Once a Linux module has been loaded it is as much a part of the kernel as any normal kernel code. It has the same rights and responsibilities as any kernel code; in other words, Linux kernel modules can crash the kernel just like all kernel code or device drivers can.

So that modules can use the kernel resources that they need, they must be able to find them. Say a module needs to call kmalloc(), the kernel memory allocation routine. At the time that it is built, a module does not know where in memory kmalloc() is, so when the module is loaded, the kernel must fix up all of the module's references to kmalloc() before the module can work. The kernel keeps a list of all of the kernel's resources in the kernel symbol table so that it can resolve references to those resources from the modules as they are loaded. Linux allows module stacking, this is where one module requires the services of another module. For example, the VFAT file system module requires the services of the FAT file system module as the VFAT file system is more or less a set of extensions to the FAT file system. One module requiring services or resources from another module is very similar to the situation where a module requires services and resources from the kernel itself. Only here the required services are in another, previously loaded module. As each module is loaded, the kernel modifies the kernel symbol table, adding to it all of the resources or symbols exported by the newly loaded module.

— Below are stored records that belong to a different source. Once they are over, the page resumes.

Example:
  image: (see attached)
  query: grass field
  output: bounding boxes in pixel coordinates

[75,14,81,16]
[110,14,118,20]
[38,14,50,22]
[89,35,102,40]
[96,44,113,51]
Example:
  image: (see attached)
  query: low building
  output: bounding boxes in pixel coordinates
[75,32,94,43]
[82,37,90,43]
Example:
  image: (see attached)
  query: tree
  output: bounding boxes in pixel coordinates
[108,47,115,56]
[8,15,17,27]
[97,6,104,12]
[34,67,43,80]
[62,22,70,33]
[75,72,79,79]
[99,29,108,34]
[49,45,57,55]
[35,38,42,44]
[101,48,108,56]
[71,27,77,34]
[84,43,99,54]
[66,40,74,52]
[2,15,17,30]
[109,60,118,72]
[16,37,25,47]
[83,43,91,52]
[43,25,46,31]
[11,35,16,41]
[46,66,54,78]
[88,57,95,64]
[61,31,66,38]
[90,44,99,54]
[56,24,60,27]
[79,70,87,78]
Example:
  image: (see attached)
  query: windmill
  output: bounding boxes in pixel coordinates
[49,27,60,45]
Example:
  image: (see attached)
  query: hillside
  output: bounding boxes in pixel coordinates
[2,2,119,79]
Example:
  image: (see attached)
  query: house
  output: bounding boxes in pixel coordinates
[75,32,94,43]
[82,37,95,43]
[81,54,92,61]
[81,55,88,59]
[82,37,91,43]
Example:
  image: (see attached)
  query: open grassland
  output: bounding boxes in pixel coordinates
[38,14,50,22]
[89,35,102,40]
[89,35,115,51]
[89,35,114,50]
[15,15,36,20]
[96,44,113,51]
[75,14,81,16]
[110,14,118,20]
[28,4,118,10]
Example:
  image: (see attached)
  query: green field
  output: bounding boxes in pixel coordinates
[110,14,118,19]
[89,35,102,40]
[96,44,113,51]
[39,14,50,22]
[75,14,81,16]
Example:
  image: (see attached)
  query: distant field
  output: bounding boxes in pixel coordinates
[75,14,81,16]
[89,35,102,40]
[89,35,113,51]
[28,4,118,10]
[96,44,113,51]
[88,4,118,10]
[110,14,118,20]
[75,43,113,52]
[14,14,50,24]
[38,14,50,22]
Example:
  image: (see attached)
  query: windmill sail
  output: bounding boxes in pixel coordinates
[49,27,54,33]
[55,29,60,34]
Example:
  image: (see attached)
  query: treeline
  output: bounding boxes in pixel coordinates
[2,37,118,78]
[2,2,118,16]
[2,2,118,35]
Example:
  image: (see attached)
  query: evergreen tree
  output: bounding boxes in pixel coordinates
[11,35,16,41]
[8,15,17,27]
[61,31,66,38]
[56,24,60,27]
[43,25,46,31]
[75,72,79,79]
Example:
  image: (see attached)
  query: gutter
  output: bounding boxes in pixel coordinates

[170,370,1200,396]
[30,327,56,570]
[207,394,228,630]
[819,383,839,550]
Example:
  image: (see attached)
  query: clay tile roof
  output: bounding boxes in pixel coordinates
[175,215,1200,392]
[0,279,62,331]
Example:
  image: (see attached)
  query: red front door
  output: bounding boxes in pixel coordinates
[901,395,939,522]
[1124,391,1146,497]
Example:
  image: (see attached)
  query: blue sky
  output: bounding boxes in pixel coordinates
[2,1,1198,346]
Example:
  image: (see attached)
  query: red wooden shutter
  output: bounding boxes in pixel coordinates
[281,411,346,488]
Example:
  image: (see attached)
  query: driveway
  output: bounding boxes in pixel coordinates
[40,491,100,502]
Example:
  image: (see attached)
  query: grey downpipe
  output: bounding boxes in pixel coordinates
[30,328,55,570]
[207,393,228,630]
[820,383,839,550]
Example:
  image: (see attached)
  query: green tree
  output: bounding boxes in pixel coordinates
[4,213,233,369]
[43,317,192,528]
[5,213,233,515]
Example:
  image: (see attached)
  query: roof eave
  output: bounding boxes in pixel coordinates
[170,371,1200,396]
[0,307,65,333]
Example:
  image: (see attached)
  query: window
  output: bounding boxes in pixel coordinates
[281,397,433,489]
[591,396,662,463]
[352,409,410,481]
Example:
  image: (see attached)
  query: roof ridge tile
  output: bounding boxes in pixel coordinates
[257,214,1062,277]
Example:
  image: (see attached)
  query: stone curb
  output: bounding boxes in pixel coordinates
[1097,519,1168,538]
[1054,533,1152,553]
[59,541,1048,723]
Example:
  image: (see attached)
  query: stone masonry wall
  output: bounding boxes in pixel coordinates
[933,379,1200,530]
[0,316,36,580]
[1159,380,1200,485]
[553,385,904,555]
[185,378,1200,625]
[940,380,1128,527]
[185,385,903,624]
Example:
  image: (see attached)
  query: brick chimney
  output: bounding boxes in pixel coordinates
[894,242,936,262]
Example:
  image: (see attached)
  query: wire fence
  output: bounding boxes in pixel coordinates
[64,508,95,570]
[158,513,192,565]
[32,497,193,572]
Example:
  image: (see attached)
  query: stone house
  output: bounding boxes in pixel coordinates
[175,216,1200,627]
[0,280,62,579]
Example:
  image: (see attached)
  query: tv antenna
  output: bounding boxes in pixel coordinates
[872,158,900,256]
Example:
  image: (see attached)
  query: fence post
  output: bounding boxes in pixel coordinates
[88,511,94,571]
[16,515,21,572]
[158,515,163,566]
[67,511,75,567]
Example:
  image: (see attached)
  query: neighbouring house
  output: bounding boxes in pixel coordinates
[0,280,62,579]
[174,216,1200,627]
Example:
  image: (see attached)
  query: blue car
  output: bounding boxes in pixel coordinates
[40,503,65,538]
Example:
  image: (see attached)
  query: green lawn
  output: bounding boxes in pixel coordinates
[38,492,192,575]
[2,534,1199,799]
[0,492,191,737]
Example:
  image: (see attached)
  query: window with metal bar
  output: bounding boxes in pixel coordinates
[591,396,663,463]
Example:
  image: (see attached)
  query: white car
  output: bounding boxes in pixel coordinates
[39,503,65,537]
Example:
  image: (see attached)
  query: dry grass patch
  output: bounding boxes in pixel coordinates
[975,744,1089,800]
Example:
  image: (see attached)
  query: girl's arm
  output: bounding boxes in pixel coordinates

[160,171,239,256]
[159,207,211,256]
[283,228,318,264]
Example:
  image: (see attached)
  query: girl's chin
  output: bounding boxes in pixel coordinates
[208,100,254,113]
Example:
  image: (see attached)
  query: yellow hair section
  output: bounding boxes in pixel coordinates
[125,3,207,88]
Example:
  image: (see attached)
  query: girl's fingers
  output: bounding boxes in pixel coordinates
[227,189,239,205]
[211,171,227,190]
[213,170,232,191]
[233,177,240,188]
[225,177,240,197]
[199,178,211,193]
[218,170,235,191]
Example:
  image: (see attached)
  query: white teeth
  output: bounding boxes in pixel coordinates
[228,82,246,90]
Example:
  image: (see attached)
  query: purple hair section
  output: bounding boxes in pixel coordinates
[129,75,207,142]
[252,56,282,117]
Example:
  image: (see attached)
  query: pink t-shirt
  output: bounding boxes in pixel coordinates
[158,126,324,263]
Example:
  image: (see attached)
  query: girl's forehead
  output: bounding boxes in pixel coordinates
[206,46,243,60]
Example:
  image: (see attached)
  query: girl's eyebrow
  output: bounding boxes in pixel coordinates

This means that, when the next module is loaded, it has access to the services of the already loaded modules.

When an attempt is made to unload a module, the kernel needs to know that the module is unused and it needs some way of notifying the module that it is about to be unloaded. That way the module will be able to free up any system resources that it has allocated, for example kernel memory or interrupts, before it is removed from the kernel. When the module is unloaded, the kernel removes any symbols that that module exported into the kernel symbol table.

Apart from the ability of a loaded module to crash the operating system by being badly written, it presents another danger. What happens if you load a module built for an earlier or later kernel than the one that you are now running? This may cause a problem if, say, the module makes a call to a kernel routine and supplies the wrong arguments. The kernel can optionally protect against this by making rigorous version checks on the module as it is loaded.